Weiterführender Beitrag: Mehrstufige Luftfiltrationssysteme

Häufige Fehler von Einkäufern

Vermeiden Sie diese häufigen Fehler:

  • Auswahl ausschließlich nach dem Stückpreis
  • Vergleich unterschiedlicher Filtergrößen oder Luftvolumenströme
  • Nichtberücksichtigung des Energieverbrauchs des Ventilators und des Druckverlusts
  • Filterwechsel ausschließlich nach festen Zeitintervallen
  • Nichtberücksichtigung des Arbeitsaufwands und der Zugangsanforderungen
  • Annahme, dass ein hoher Enddruckverlust automatisch wirtschaftlicher ist
  • Vergleich unterschiedlicher Effizienzstandards, als wären sie identisch
  • Nichtberücksichtigung der Vorfiltration in Systemen mit hoher Staubbelastung
  • Nichtberücksichtigung von Entsorgungs- und Stillstandskosten

Prüfung der Filterauswahl anfordern

Ein Vergleich der Lebenszykluskosten von Luftfiltern sollte auf den tatsächlichen Systembedingungen und nicht auf Annahmen basieren.

Stellen Sie bei der Anfrage nach einer Prüfung oder einem Angebot folgende Informationen bereit:
  • Spezifikation des vorhandenen Filters
  • Abmessungen und Anzahl der Filter
  • Erforderliche Effizienz
  • Nennluftvolumenstrom
  • Aktuelle Druckverlustwerte und zulässiger Enddruckverlust
  • Betriebsstunden
  • Vorhandene Filterstufen
  • Wartungshäufigkeit
  • Angaben zur Anwendung
  • Jährlicher Filterbedarf

Clean-Link kann Sie beim Vergleich von Optionen für gewerbliche HLK-Systeme, industrielle Lüftungssysteme, Rechenzentren, kontrollierte Umgebungen und kundenspezifische Filtrationsprogramme unterstützen.

FAQ

Ist der günstigste Luftfilter immer die Option mit den niedrigsten Gesamtkosten?

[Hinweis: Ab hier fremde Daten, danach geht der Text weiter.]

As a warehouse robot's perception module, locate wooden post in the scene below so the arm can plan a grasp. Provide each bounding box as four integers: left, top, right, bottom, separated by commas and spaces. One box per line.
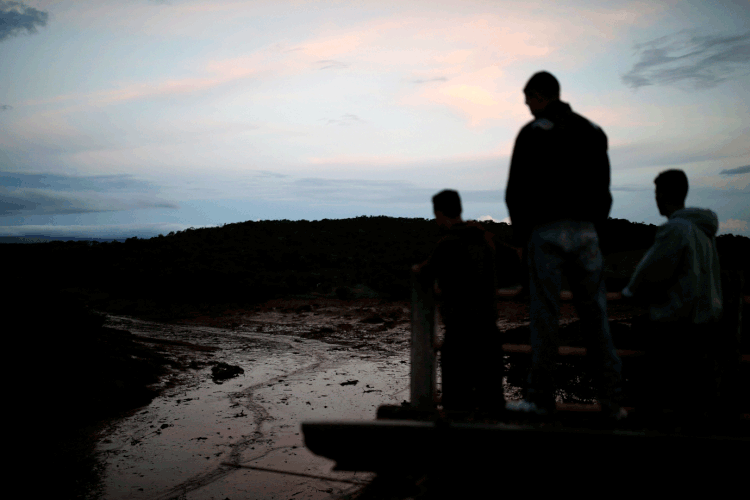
411, 273, 437, 410
715, 271, 748, 421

Nein. Ein niedriger Anschaffungspreis kann durch einen höheren Energieverbrauch des Ventilators, eine kürzere Standzeit, häufigere Filterwechsel und zusätzlichen Arbeitsaufwand aufgewogen werden.

Bedeutet ein niedrigerer Druckverlust immer niedrigere Lebenszykluskosten?

Nicht immer. Ein Filter mit geringem Widerstand kann eine geringere Filtereffizienz oder eine kürzere Standzeit aufweisen. Vergleichen Sie den Druckverlust mit der Filtereffizienz, der Filtermedienfläche, der Staubspeicherfähigkeit und der Austauschhäufigkeit.

Wie sollte ich die Energiekosten eines Filters berechnen?

Verwenden Sie den tatsächlichen Luftvolumenstrom, den durchschnittlichen Druckverlust während des Betriebs, den Ventilatorwirkungsgrad, die Betriebsstunden und die lokalen Stromkosten. Eurovent stellt Berechnungsmethoden zur Abschätzung des Energieverbrauchs anhand dieser Betriebsparameter bereit.

Warum kann eine mehrstufige Filtration die Lebenszykluskosten senken?

Vorfilter scheiden größere Staubpartikel ab, bevor diese die nachgeschalteten Filter mit höherer Effizienz erreichen. Dadurch kann die Standzeit von Feinfiltern, HEPA-Filtern und Aktivkohlefiltern verlängert werden.